Lumo Energy may be lesser known, but along with Red Energy have more than a million electricity customers across the country. Lumo has been known to use incentives to attract customers in the past, such as by offering free movie tickets, but has transitioned to a simpler business model.
From Lumo you can expect fixed rate plans and a deal that waives connection fees for those moving house. All Lumo customers will also gain access to Ameego, its rewards program that provides discounts and vouchers to a range of entertainment and retail products.
Snowy Hydro FAQs
Here are some frequently asked questions about Snowy Hydro:
Where is the Snowy hydro scheme?
The Snowy Hydro scheme is located in south-east New South Wales, in the Kosciuszko National Park in the Snowy Mountains. Given it includes a network of tunnels and power stations, the scheme spans a few hundred kilometers.
Is Snowy Hydro Australia owned?
Snowy Hydro is 100% Australian-owned, with the federal government as the sole shareholder. As mentioned, it is located in NSW, and it’s ten offices are located across Sydney, Melbourne and South Australia.
Is Snowy Hydro renewable energy?
Snowy Hydro converts the natural force of water into electricity, so by definition it is renewable energy. Renewable energy simply means that the source of the power won’t be depleted, and therefore isn’t a direct environmental risk.
A final note on Snowy Hydro
Signing up to an energy company that is backed by renewable energy will earn you some moral brownie points, but it’s wrong to assume that it means your electricity will come from renewable resources.
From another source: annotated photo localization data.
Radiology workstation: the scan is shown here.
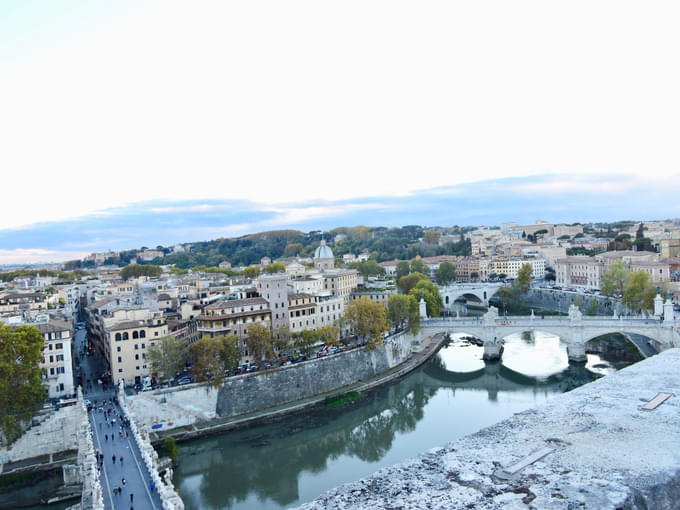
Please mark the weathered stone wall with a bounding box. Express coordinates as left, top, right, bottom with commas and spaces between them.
127, 335, 413, 430
216, 344, 401, 417
524, 288, 623, 316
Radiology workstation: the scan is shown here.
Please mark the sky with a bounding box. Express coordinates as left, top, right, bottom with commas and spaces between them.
1, 1, 679, 264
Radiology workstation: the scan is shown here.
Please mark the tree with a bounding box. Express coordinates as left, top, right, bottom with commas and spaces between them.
264, 263, 286, 274
623, 271, 657, 313
284, 243, 303, 256
410, 258, 428, 276
272, 326, 291, 354
398, 272, 429, 294
247, 322, 274, 363
516, 263, 532, 293
359, 260, 385, 279
387, 294, 420, 333
292, 330, 319, 358
600, 261, 631, 297
316, 325, 340, 347
344, 297, 389, 349
147, 336, 189, 382
409, 279, 443, 318
0, 325, 46, 445
395, 261, 410, 280
435, 261, 457, 285
219, 334, 242, 374
242, 266, 261, 278
423, 230, 441, 245
189, 338, 226, 387
119, 264, 162, 280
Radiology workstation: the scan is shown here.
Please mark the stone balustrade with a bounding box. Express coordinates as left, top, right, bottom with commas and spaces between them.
118, 382, 185, 510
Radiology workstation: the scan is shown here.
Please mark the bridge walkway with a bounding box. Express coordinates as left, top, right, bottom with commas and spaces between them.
88, 389, 164, 510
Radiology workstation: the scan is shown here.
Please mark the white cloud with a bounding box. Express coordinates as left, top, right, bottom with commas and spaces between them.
0, 1, 678, 231
0, 249, 88, 265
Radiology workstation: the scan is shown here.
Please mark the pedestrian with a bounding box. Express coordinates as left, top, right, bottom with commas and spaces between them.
130, 492, 134, 502
105, 434, 108, 441
149, 481, 155, 492
122, 477, 126, 486
120, 455, 123, 464
112, 454, 116, 464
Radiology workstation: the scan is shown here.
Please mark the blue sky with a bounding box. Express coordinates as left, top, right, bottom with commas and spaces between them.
1, 1, 679, 263
1, 173, 678, 264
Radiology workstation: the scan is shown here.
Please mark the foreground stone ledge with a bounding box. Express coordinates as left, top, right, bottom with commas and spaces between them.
296, 349, 680, 510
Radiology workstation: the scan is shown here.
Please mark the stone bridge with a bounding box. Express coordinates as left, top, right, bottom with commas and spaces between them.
413, 298, 680, 362
438, 282, 504, 308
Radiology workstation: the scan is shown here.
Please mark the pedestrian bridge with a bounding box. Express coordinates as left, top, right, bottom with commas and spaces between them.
439, 282, 504, 308
413, 303, 680, 362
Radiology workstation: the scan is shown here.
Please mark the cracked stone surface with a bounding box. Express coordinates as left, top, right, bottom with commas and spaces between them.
296, 348, 680, 510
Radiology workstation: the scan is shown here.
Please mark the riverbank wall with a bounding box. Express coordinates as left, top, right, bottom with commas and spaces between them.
126, 331, 436, 443
296, 348, 680, 510
523, 288, 623, 316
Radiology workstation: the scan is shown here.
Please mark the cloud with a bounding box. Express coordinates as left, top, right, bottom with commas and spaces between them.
0, 248, 89, 265
0, 173, 677, 264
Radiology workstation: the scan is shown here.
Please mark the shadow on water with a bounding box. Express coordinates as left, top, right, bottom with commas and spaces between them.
173, 339, 610, 510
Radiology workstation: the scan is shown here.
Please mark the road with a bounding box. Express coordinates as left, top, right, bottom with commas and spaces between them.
74, 327, 164, 510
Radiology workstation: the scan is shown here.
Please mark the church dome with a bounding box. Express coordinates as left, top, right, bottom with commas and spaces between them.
314, 240, 334, 259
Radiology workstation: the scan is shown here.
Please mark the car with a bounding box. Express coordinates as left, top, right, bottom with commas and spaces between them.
176, 377, 192, 385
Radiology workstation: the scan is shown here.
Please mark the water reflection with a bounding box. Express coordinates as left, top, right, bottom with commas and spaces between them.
174, 337, 612, 510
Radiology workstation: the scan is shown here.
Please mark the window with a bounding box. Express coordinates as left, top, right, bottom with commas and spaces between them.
122, 332, 129, 340
56, 354, 64, 361
48, 343, 53, 350
49, 355, 54, 363
141, 343, 145, 349
135, 366, 140, 370
135, 354, 139, 360
118, 368, 123, 373
140, 330, 146, 338
133, 331, 139, 339
57, 366, 65, 374
50, 368, 55, 375
155, 331, 158, 336
117, 346, 121, 352
55, 343, 63, 350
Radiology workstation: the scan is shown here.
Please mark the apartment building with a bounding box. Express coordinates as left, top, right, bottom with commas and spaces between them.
490, 258, 546, 279
288, 293, 317, 333
350, 289, 395, 306
109, 319, 167, 385
38, 319, 74, 399
323, 269, 358, 301
255, 273, 289, 331
555, 256, 603, 288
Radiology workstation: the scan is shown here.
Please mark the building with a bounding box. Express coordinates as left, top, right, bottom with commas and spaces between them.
314, 240, 335, 271
554, 251, 671, 289
323, 269, 358, 301
350, 288, 395, 306
38, 319, 74, 399
109, 319, 168, 385
195, 297, 272, 363
555, 256, 603, 288
288, 293, 317, 333
490, 258, 546, 279
255, 273, 289, 332
660, 238, 680, 259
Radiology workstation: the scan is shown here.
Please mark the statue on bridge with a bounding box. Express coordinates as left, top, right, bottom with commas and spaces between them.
568, 304, 582, 323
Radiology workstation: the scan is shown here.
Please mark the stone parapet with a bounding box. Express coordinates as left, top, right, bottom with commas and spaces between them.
118, 382, 184, 510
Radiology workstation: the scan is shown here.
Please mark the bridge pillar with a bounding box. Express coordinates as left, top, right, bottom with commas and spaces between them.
567, 343, 587, 363
482, 338, 502, 361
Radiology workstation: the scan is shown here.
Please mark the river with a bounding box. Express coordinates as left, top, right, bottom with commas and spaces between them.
172, 331, 619, 510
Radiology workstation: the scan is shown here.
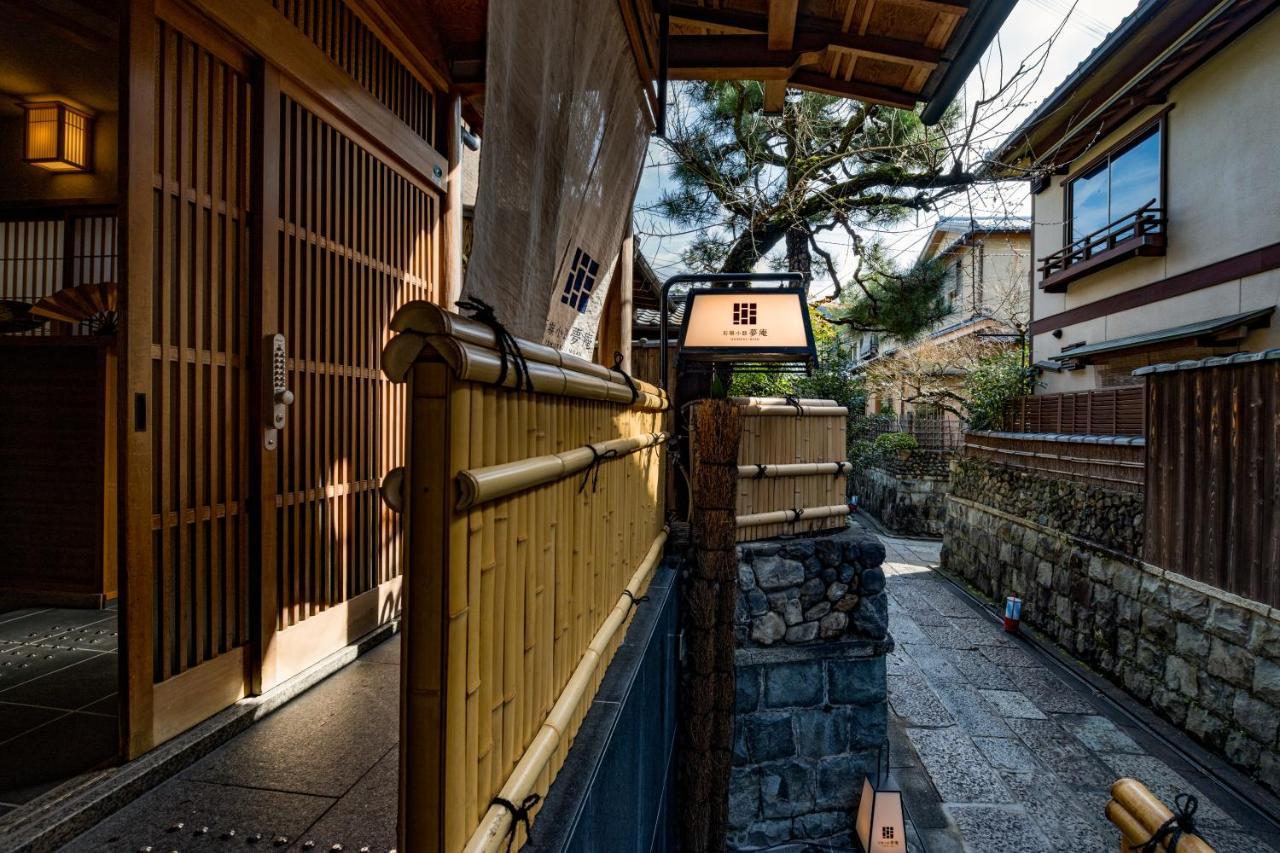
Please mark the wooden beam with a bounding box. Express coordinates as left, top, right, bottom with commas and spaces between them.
880, 0, 969, 13
789, 70, 917, 109
667, 31, 941, 72
765, 0, 800, 112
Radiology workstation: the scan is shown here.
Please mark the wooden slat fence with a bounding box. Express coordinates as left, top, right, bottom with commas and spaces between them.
386, 304, 668, 853
735, 398, 850, 541
1142, 354, 1280, 608
1003, 387, 1145, 436
964, 431, 1145, 492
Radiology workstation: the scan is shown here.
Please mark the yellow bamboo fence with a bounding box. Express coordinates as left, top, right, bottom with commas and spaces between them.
382, 302, 669, 853
1106, 778, 1215, 852
733, 396, 850, 541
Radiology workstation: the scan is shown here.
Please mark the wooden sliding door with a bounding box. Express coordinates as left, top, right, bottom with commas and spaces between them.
122, 0, 446, 750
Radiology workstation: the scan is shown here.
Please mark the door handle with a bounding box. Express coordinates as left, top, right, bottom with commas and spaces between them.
264, 333, 293, 450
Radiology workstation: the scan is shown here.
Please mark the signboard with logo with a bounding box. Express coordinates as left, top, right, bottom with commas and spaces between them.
676, 288, 817, 367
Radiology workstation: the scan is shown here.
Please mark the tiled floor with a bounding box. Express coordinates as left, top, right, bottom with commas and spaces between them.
0, 605, 120, 815
60, 633, 401, 852
876, 532, 1280, 853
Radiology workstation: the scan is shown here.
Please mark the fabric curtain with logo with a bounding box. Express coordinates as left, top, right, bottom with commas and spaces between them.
462, 0, 652, 357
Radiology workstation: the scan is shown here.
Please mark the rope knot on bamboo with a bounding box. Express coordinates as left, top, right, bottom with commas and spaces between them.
1131, 794, 1205, 853
754, 463, 768, 480
612, 351, 639, 404
457, 296, 534, 392
579, 446, 620, 493
490, 793, 541, 853
784, 394, 803, 417
620, 589, 650, 612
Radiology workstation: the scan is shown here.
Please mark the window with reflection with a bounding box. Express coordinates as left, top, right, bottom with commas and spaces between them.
1068, 121, 1162, 244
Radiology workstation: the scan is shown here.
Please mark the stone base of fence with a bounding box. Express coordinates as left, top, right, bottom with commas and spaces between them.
728, 527, 892, 849
942, 494, 1280, 797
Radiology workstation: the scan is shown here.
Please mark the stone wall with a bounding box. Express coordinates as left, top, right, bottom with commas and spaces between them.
943, 479, 1280, 796
949, 454, 1142, 557
729, 527, 892, 849
851, 449, 953, 537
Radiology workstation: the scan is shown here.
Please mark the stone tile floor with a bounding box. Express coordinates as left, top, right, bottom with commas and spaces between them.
0, 605, 121, 815
59, 633, 402, 853
878, 533, 1280, 853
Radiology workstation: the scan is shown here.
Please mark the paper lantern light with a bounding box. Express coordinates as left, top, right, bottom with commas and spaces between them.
855, 746, 909, 851
21, 100, 93, 172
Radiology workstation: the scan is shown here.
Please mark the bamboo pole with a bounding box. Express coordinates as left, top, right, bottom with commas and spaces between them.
462, 529, 669, 853
457, 431, 670, 508
1107, 778, 1214, 853
738, 404, 848, 417
736, 461, 852, 478
730, 396, 837, 407
736, 504, 851, 529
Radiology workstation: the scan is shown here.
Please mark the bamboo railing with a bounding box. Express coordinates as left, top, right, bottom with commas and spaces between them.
383, 302, 669, 853
733, 397, 851, 541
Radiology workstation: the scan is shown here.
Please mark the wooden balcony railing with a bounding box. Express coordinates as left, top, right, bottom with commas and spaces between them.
1002, 387, 1145, 437
1038, 201, 1165, 292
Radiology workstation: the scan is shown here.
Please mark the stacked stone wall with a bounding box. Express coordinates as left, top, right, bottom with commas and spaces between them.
728, 527, 891, 849
942, 457, 1280, 796
852, 449, 954, 537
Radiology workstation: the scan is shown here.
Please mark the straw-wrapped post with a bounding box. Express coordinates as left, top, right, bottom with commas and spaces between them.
680, 399, 741, 853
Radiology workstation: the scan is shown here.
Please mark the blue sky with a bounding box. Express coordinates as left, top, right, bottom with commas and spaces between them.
633, 0, 1142, 297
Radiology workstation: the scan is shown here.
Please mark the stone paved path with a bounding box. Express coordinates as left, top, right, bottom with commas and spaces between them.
878, 532, 1280, 853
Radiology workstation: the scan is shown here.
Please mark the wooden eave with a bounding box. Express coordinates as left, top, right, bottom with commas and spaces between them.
411, 0, 1014, 124
997, 0, 1279, 175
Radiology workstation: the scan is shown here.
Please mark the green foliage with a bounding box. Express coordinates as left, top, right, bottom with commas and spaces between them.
963, 348, 1035, 431
822, 245, 950, 339
872, 431, 918, 456
729, 307, 865, 411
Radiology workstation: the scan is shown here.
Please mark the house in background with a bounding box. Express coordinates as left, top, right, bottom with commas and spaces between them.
997, 0, 1280, 401
854, 215, 1031, 424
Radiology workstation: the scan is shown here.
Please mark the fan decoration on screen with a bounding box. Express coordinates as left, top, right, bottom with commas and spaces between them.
30, 281, 119, 335
0, 300, 50, 334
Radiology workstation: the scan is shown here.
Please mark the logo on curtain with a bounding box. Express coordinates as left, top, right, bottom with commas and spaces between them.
560, 248, 601, 313
733, 302, 758, 325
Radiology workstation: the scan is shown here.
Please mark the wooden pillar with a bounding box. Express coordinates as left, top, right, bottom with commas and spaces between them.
440, 93, 464, 309
679, 400, 741, 852
618, 226, 634, 373
118, 0, 157, 760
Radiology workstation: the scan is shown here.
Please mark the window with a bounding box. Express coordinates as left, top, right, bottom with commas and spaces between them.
1068, 121, 1162, 243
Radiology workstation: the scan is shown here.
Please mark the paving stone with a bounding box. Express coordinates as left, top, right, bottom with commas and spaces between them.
930, 683, 1013, 737
888, 670, 955, 728
973, 737, 1041, 772
945, 650, 1016, 690
918, 622, 978, 650
359, 633, 400, 665
887, 613, 931, 646
287, 747, 397, 852
1052, 714, 1144, 754
0, 651, 118, 710
1010, 666, 1098, 715
978, 689, 1047, 720
0, 709, 118, 804
1003, 717, 1114, 791
901, 642, 965, 684
1001, 771, 1112, 851
978, 644, 1042, 668
944, 804, 1053, 852
905, 728, 1011, 804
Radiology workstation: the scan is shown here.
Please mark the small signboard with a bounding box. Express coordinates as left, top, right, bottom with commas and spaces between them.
676, 287, 817, 368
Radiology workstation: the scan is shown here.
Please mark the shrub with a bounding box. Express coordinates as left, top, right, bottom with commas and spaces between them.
872, 431, 918, 457
964, 349, 1035, 432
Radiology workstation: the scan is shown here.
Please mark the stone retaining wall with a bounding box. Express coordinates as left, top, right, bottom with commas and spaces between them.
943, 489, 1280, 796
729, 527, 891, 849
851, 450, 954, 537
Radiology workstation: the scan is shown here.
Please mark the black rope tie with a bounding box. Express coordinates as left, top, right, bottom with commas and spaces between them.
754, 463, 768, 480
1132, 794, 1206, 853
579, 446, 620, 493
784, 394, 804, 417
835, 461, 850, 478
457, 297, 534, 392
490, 793, 541, 853
792, 507, 805, 522
612, 351, 640, 404
620, 589, 650, 612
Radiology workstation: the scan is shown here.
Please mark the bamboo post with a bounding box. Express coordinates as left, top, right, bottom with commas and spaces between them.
680, 400, 742, 852
1106, 778, 1214, 853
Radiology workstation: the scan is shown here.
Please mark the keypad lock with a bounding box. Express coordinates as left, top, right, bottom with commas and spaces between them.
264, 333, 294, 450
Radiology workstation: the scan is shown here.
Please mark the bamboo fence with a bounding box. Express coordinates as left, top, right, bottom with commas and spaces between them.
733, 397, 850, 541
383, 302, 669, 853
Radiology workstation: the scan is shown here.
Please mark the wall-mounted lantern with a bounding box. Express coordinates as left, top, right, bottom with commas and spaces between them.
21, 100, 93, 172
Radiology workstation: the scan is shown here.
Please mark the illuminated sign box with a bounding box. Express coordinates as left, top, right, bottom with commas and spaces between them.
676, 287, 816, 368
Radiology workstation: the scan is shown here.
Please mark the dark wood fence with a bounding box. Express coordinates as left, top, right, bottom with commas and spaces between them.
964, 431, 1145, 492
1003, 386, 1145, 436
1142, 354, 1280, 608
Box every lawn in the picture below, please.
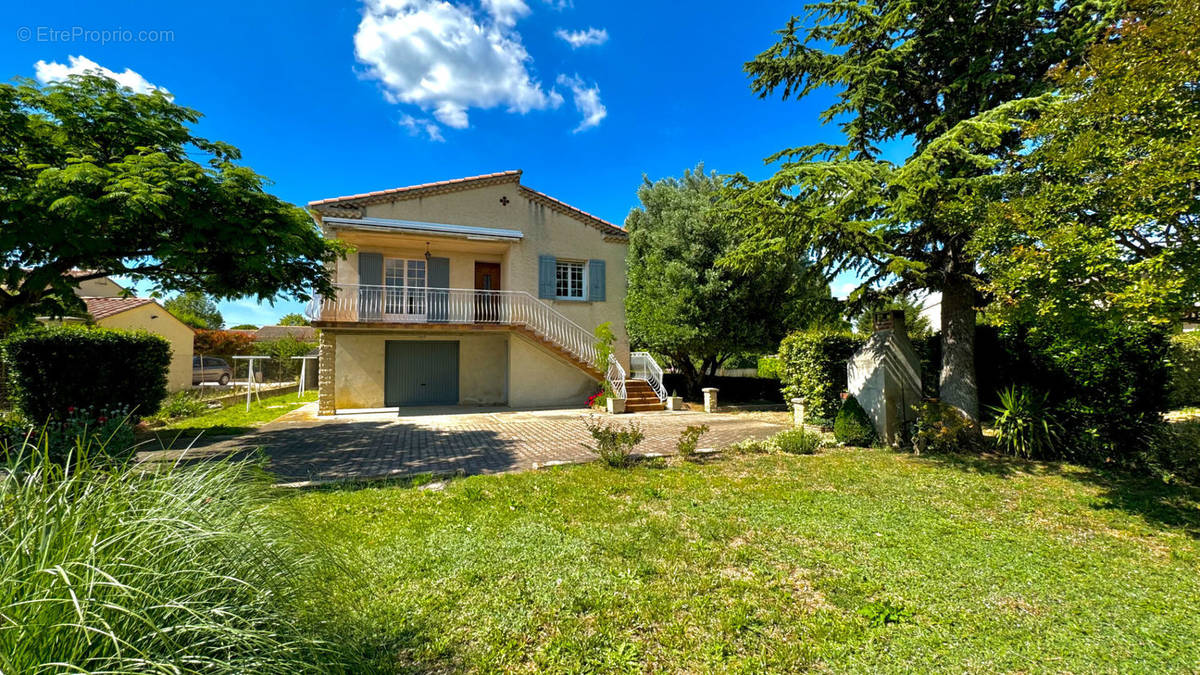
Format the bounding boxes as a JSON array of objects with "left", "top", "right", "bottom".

At the end of the day, the electricity generated by the program goes into the national grid, alongside coal power, which is then distributed to households.
Knowing what you’re signing up for is the first step in making a well-informed decision about where you’re spending your money, and seeing as Red and Lumo aren’t the only retailers to be owned by a renewable generator, it’s best to do your own research to ultimately know what’s right for you.